High Rate of Recusals Raise Question of Whether SCOTUS Justices Should Own Stocks
A new report by the Fix the Court blog says that Supreme Court justices recused themselves from 180 cases during the last term, with 176 of those cases being at the certiorari stage, meaning when the Court decides whether to hear a case. The Court did not announce the reasons for the recusals, but by analyzing data compiled from the Supreme Court’s weekly orders lists, the report gives what they believe the reasons to be.
The report indicates that in 31 instances, justices had to recuse themselves because they owned stock in companies involved in cases. Fix the Court, which describes itself on its website as “a national, non-partisan grassroots organization created to take the Supreme Court to task for its lack of accountability and transparency,” said that Justice Alito recused himself 22 times due to stock ownership in the Court’s most recent term, while Justice Breyer recused himself three times and Justice Roberts did the same six times.
The report does not explain where Fix the Court got all of their information, although it does cite Justice Roberts’ financial disclosure report from 2015. Additionally, a linked Bloomberg article supports a claim that while Justice Alito recused himself from a case in October because he owned stock in Johnson Controls Inc., Justice Breyer failed to do the same, even though his wife owned 750 shares of the company at the time. Breyer reportedly was unaware of the conflict when oral arguments were taking place, and his wife sold the shares the next day, after it was brought to their attention.

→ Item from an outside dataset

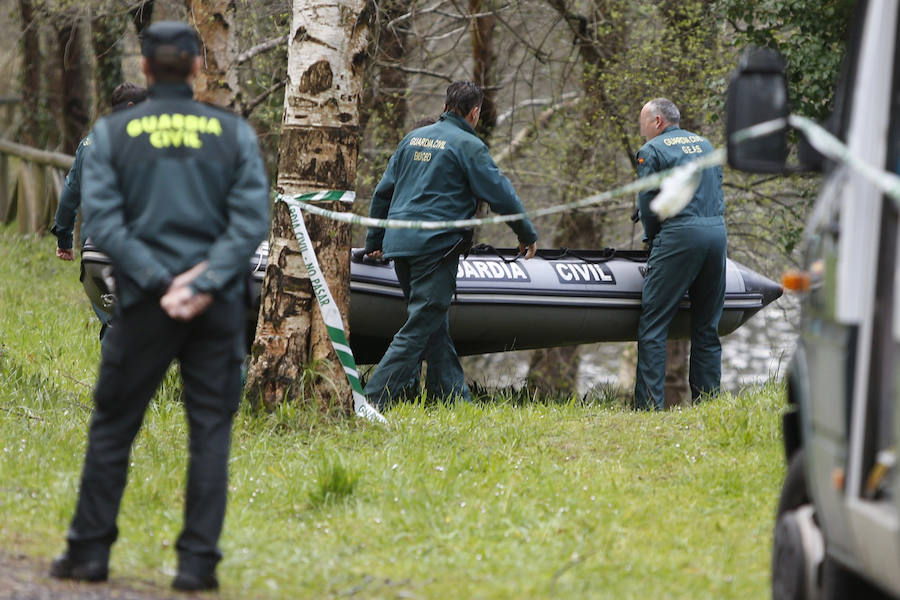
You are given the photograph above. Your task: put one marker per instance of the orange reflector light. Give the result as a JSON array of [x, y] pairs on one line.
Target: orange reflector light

But regardless of the details of who owns what, this raises an important issue. Should Supreme Court Justices be allowed to hold stock in private companies? The Court has a history of examining activity that could have a significant impact in the aggregate, meaning if many people engaged in the same activity, there would be a notable effect. Using that line of thinking, what would happen if all of the justices owned stock in the same company that was bringing a case before them? Would they have to just refuse to hear it altogether because of the conflict of interest?
When justices recuse themselves for this reason, the Court becomes understaffed due to circumstances that are easily preventable. With one seat already vacant due to Senate Republicans refusing to hold confirmation hearings for a new justice until after November’s election, can the Court afford to be even more short-handed?
That’s not to say that justices shouldn’t be allowed to have investments at all. Fix the Court suggests that they put their money in blind trusts so that they don’t know the specifics of how their money is being invested. This would avoid conflicts while still allowing them to invest, which seems like a fair way to prevent recusals that are easily avoidable.